34:00Il en est ressorti que la grande tâche rouge constituait une tempête colossale, tournant dans le sens antihoraire et interagissant
34:07avec de plus petites tempêtes alentour.
34:10Les sondes ont également mis au jour un anneau ténu et poussiéreux autour de Jupiter.
34:14L'exploration de ces lunes révéla des volcans actifs sur Io, des formations linéaires sur Europe suggérant un océan dissimulé
34:21sous la glace,
34:22et confirma que Ganymède est la plus grande lune du système solaire, dépassant même Titan, satellite de Saturne.
34:29Les sondes poursuivirent ensuite en survolant Saturne.
34:32Elles analysèrent l'atmosphère de la planète et étudièrent en détail ses célèbres anneaux,
34:38mettant en évidence des lacunes et des ondulations toujours observables aujourd'hui.
34:43Voyager 1 parvint à percer l'épaisse brume de Titan,
34:46et suggéra que cette lune pourrait abriter des hydrocarbures liquides à sa surface,
34:51hypothèse confirmée plus tard par d'autres missions.
34:53La sonde découvrit également trois nouvelles lunes en orbite autour de Saturne.
34:57Atlas, Prométhée et Pandore.
35:00Après Saturne, Voyager 1 poursuivit sa route hors du système solaire,
35:04tandis que Voyager 2 se dirigea vers Uranus.
35:08Elle y découvrit onze nouvelles lunes ainsi que deux anneaux.
35:11La sonde observa aussi des caractéristiques inhabituelles,
35:14dont le champ magnétique singulier d'Uranus
35:16et une différence de température étonnamment faible entre son équateur et ses pôles.
35:21La dernière étape planétaire de Voyager 2 fut Neptune,
35:25atteinte douze ans après son départ de la Terre.
35:28La sonde y identifia six petites lunes ainsi que des anneaux entourant la planète.

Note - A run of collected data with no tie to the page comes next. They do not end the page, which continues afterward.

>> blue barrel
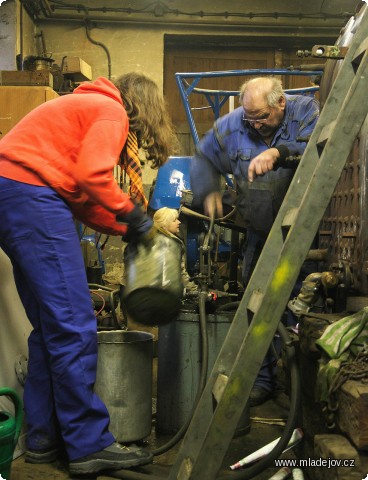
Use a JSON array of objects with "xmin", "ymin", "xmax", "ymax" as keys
[{"xmin": 156, "ymin": 309, "xmax": 250, "ymax": 435}]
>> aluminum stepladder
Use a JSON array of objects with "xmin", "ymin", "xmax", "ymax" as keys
[{"xmin": 168, "ymin": 6, "xmax": 368, "ymax": 480}]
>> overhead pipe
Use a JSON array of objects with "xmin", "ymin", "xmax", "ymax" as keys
[
  {"xmin": 30, "ymin": 0, "xmax": 351, "ymax": 34},
  {"xmin": 39, "ymin": 0, "xmax": 353, "ymax": 23},
  {"xmin": 33, "ymin": 16, "xmax": 351, "ymax": 34}
]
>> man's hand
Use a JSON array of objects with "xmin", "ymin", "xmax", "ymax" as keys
[
  {"xmin": 204, "ymin": 192, "xmax": 223, "ymax": 219},
  {"xmin": 248, "ymin": 148, "xmax": 280, "ymax": 182}
]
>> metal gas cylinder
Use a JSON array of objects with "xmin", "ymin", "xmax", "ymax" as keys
[{"xmin": 123, "ymin": 233, "xmax": 184, "ymax": 325}]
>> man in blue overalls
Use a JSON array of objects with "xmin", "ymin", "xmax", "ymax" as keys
[{"xmin": 190, "ymin": 76, "xmax": 319, "ymax": 406}]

35:33Elle étudia l'atmosphère et le champ magnétique de Neptune
35:36et observa des manifestations volcaniques sur Triton, sa plus grande lune.
35:41Par la suite, Voyager 2 rejoignit Voyager 1 dans sa progression vers l'espace interstellaire.
35:47Voyager 1 y entra en août 2012, suivi par Voyager 2 en novembre 2018.
35:53Ces missions ont permis aux scientifiques d'estimer la limite de notre système solaire
35:58à environ 16 milliards de kilomètres du Soleil.
36:01Les sondes continuent encore aujourd'hui de transmettre des données sur cette région énigmatique.
36:06A noter qu'après ses visites planétaires, Voyager 1 a pris la célèbre photographie de la Terre,
36:12le point bleu pâle, depuis environ 5,9 milliards de kilomètres.
36:17Aujourd'hui, Voyager 1 se trouve à près de 25 milliards de kilomètres de la Terre,
36:22tandis que Voyager 2 en est à environ 21 milliards.
36:25Chaque sonde voyagée embarque un disque en or,
36:28conçu comme une capsule temporelle de la Terre à destination d'éventuelles civilisations extraterrestres.
36:35Leur face supérieure indique comment les lire,
36:37présente une carte situant la Terre et le schéma d'un atome d'hydrogène.
36:42Ces disques sont plaqués d'uranium,
36:44dont la désintégration peut servir à dater leur fabrication.
36:48Ils contiennent 115 images montrant la Terre,
36:51les humains, les animaux, les plantes et le système solaire,
36:55ainsi que des sons naturels comme le bruit des vagues et le chant des oiseaux,
36:59des salutations en 55 langues,
37:01des ondes cérébrales et un ensemble musical allant de Beethoven à Chuck Berry,
37:06en passant par des chants traditionnels.